The output and use of this code would be similar to method 1, showing the LCA’s key when run.

This method computes the depth of each node and then traverses the tree upwards, keeping the traversal of both nodes in sync until the LCA is found. This method also runs in O(h) time but does not require any extra space unlike the first method.

Method 3: Optimizing the Traversal Up with Recursion

In this method, we optimize the traversal upwards by utilizing recursion. The logic is similar to method 2 in finding the depth of each node and aligning them at the same level. Then, we recursively move up the tree until we find the LCA. It’s a neat and elegant recursive solution that makes the code look cleaner.

Here’s an example:

def find_LCA_recursive(node1, node2, depth1, depth2):
    if depth1 > depth2:
        return find_LCA_recursive(node1.parent, node2, depth1-1, depth2)
    elif depth2 > depth1:
        return find_LCA_recursive(node1, node2.parent, depth1, depth2-1)
    else:
        if node1 == node2:
            return node1
        return find_LCA_recursive(node1.parent, node2.parent, depth1-1, depth2-1)

# The rest of the code remains the same for computing depths and calling the recursive function.

The output and explanation are similar to the previous methods, leading to the display of the LCA.

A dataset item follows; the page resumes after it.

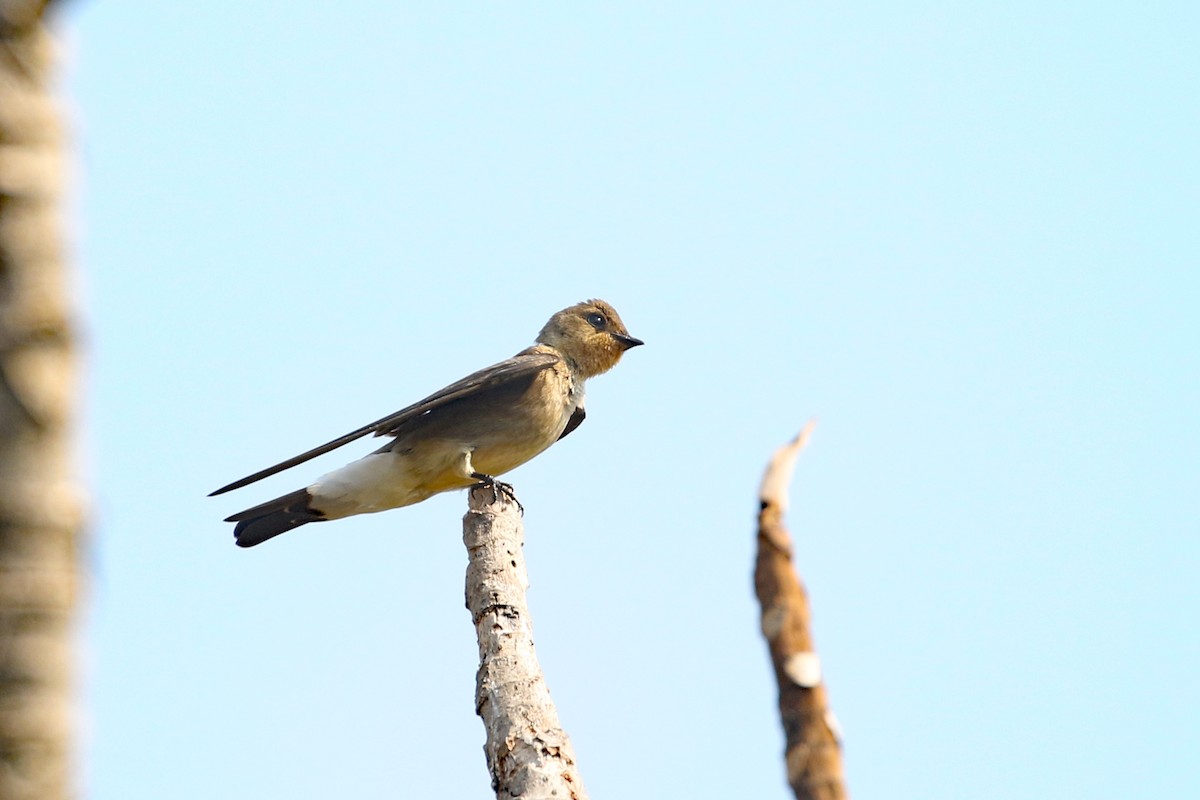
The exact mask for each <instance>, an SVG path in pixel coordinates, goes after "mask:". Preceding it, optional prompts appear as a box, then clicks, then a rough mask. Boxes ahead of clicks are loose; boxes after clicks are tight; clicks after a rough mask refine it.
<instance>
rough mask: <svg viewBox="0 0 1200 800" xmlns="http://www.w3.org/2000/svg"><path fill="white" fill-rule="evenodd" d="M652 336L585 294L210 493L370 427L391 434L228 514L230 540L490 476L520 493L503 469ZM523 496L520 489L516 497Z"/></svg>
mask: <svg viewBox="0 0 1200 800" xmlns="http://www.w3.org/2000/svg"><path fill="white" fill-rule="evenodd" d="M640 344H644V342H642V339H638V338H635V337H632V336H630V333H629V330H628V329H626V327H625V324H624V323H623V321H622V319H620V315H619V314H617V309H616V308H613V307H612V306H611V305H608V303H607V302H605V301H604V300H587V301H584V302H578V303H575V305H574V306H569V307H566V308H563V309H562V311H559V312H557V313H556V314H553V315H552V317H551V318H550V320H548V321H547V323H546V324H545V325H544V326H542V329H541V331H540V332H539V333H538V337H536V339H535V344H534V345H532V347H529V348H526V349H524V350H521V351H520V353H517V354H516V355H514V356H512V357H511V359H506V360H504V361H500V362H499V363H494V365H492V366H490V367H485V368H484V369H480V371H479V372H474V373H472V374H469V375H467V377H466V378H463V379H462V380H457V381H455V383H452V384H450V385H449V386H446V387H444V389H442V390H438V391H436V392H433V393H432V395H430V396H428V397H426V398H425V399H421V401H418V402H416V403H413V404H412V405H408V407H407V408H402V409H401V410H398V411H396V413H395V414H389V415H388V416H385V417H383V419H380V420H376V421H374V422H371V423H370V425H365V426H362V427H360V428H358V429H355V431H352V432H349V433H347V434H344V435H342V437H338V438H336V439H334V440H331V441H326V443H325V444H323V445H320V446H318V447H313V449H312V450H308V451H306V452H302V453H300V455H299V456H295V457H293V458H288V459H287V461H283V462H280V463H278V464H275V465H274V467H268V468H266V469H263V470H259V471H257V473H254V474H253V475H247V476H246V477H244V479H240V480H238V481H234V482H233V483H229V485H227V486H223V487H221V488H220V489H216V491H215V492H212V493H211V494H210V495H209V497H215V495H218V494H224V493H226V492H232V491H234V489H239V488H242V487H245V486H248V485H251V483H254V482H256V481H260V480H263V479H264V477H269V476H271V475H275V474H277V473H281V471H283V470H286V469H290V468H293V467H295V465H298V464H301V463H304V462H306V461H308V459H311V458H316V457H317V456H322V455H324V453H326V452H329V451H331V450H335V449H337V447H341V446H342V445H346V444H349V443H352V441H355V440H356V439H360V438H362V437H366V435H368V434H374V435H376V437H391V441H389V443H388V444H385V445H384V446H382V447H379V449H378V450H376V451H374V452H372V453H368V455H367V456H364V457H362V458H360V459H358V461H354V462H350V463H349V464H347V465H346V467H342V468H341V469H336V470H334V471H331V473H328V474H325V475H323V476H320V477H318V479H317V480H316V481H314V482H313V483H311V485H308V486H306V487H305V488H302V489H298V491H295V492H290V493H288V494H284V495H282V497H278V498H275V499H274V500H268V501H266V503H263V504H259V505H256V506H252V507H250V509H246V510H244V511H239V512H238V513H234V515H230V516H229V517H227V518H226V522H233V523H236V525H235V527H234V540H235V542H236V543H238V545H239V546H240V547H253V546H256V545H260V543H263V542H265V541H266V540H269V539H274V537H275V536H278V535H280V534H284V533H287V531H289V530H293V529H295V528H299V527H300V525H306V524H308V523H313V522H326V521H331V519H341V518H343V517H350V516H354V515H360V513H374V512H379V511H386V510H390V509H398V507H402V506H408V505H413V504H416V503H421V501H422V500H426V499H428V498H431V497H433V495H434V494H438V493H442V492H450V491H454V489H461V488H467V487H470V486H476V485H484V486H490V487H492V491H493V492H504V493H505V494H508V495H509V497H514V495H512V487H511V486H510V485H508V483H503V482H500V481H498V480H497V476H499V475H503V474H504V473H508V471H509V470H512V469H515V468H517V467H520V465H521V464H523V463H526V462H528V461H529V459H532V458H533V457H535V456H538V455H539V453H541V452H542V451H545V450H546V449H548V447H550V446H551V445H553V444H554V443H556V441H558V440H559V439H562V438H563V437H566V435H568V434H570V433H571V432H574V431H575V429H576V428H578V427H580V425H581V423H582V422H583V419H584V416H586V415H587V411H586V410H584V383H586V381H587V380H588V379H589V378H594V377H595V375H599V374H602V373H605V372H607V371H608V369H611V368H612V367H614V366H616V365H617V362H618V361H620V357H622V355H624V353H625V351H626V350H629V349H630V348H635V347H637V345H640ZM514 499H515V497H514Z"/></svg>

This recursive approach ensures that each call is made at a higher level in the tree until the nodes converge. The time complexity remains O(h). However, this method may cause a stack overflow if the tree is very deep, due to the recursive nature of the implementation.

Method 4: Path Comparison

With path comparison, you store the paths to the node1 and node2 from the root and then iterate over both paths until they diverge. The last common node before divergence is the LCA. Although the nodes contain parent pointers and no explicit root, we consider the root here as the farthest node from the given nodes.

Here’s an example:

def find_paths(node):
    path = []
    while node:
        path.append(node)
        node = node.parent
    return path[::-1]

def find_LCA_by_paths(node1, node2):
    path1, path2 = find_paths(node1), find_paths(node2)
    lca = None
    for u, v in zip(path1, path2):
        if u == v:
            lca = u
        else:
            break
    return lca

# Tree definition and LCA computation follows the same structure as previous examples.

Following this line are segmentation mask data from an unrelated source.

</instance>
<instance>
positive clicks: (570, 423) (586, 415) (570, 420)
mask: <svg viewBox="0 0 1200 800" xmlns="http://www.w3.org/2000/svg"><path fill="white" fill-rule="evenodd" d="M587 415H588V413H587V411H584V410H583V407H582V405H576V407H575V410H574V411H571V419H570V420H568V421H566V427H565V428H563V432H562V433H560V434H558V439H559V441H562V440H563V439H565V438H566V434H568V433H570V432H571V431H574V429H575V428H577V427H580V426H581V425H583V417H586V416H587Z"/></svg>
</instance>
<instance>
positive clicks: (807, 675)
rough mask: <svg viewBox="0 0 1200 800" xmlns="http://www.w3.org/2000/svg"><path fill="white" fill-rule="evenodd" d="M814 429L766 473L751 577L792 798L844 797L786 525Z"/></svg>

The output of this code would be similar to the other methods, showing the LCA’s key.

This method reverses the path to the root for both nodes, then compares them side by side until the paths diverge. It has a space complexity of O(h), where h is the height of the tree, and could be inefficient if the tree is very deep.

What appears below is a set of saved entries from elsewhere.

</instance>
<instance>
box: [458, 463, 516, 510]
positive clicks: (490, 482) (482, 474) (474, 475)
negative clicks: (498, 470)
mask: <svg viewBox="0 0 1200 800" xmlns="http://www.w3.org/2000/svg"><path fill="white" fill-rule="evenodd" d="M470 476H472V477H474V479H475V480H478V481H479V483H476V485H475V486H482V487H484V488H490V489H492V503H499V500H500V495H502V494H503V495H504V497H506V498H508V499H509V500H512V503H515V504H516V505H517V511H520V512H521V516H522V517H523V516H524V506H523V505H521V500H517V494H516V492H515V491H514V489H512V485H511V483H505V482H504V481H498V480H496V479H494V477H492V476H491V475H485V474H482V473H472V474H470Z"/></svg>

Bonus One-Liner Method 5: Using Generators

For a quick and elegant one-liner solution, we can use a Python generator expression inside the next() function. This combines methods 1 and 4 by using set intersection and path comparison compactly to find the LCA.

Here’s an example:

find_LCA_one_liner = lambda node1, node2: next((n for n in find_paths(node1) if n in find_paths(node2)), None)

# Assuming find_paths is defined as in Method 4 and nodes are already defined, call the function as follows
# lca = find_LCA_one_liner(n1, n2)

The output will display the LCA’s key just like the other methods.

This code snippet leverages the next() function to find the first common node in the paths to the root of node1 and node2. It executes a generator expression that stops at the first intersection, making it an efficient solution and one that is also very concise.

Summary/Discussion

  • Method 1: HashSet Ancestor Tracking. Easy to understand. Requires O(h) space. Inefficient if many nodes are to be queried.
  • Method 2: Two Pointer Depth Alignment. Optimizes space. Only requires O(1) extra space. Time complexity is O(h).
  • Method 3: Recursive Upward Traversal. Cleaner code with recursion. Risks stack overflow in deep trees. Time complexity remains O(h).
  • Method 4: Path Comparison. Explicit and straightforward but can be memory-heavy if tree depth is significant, due to storing of paths.
  • Bonus One-Liner Method 5: Generators with Intersection. Elegant and concise solution. Combines path comparison and set intersection efficiently.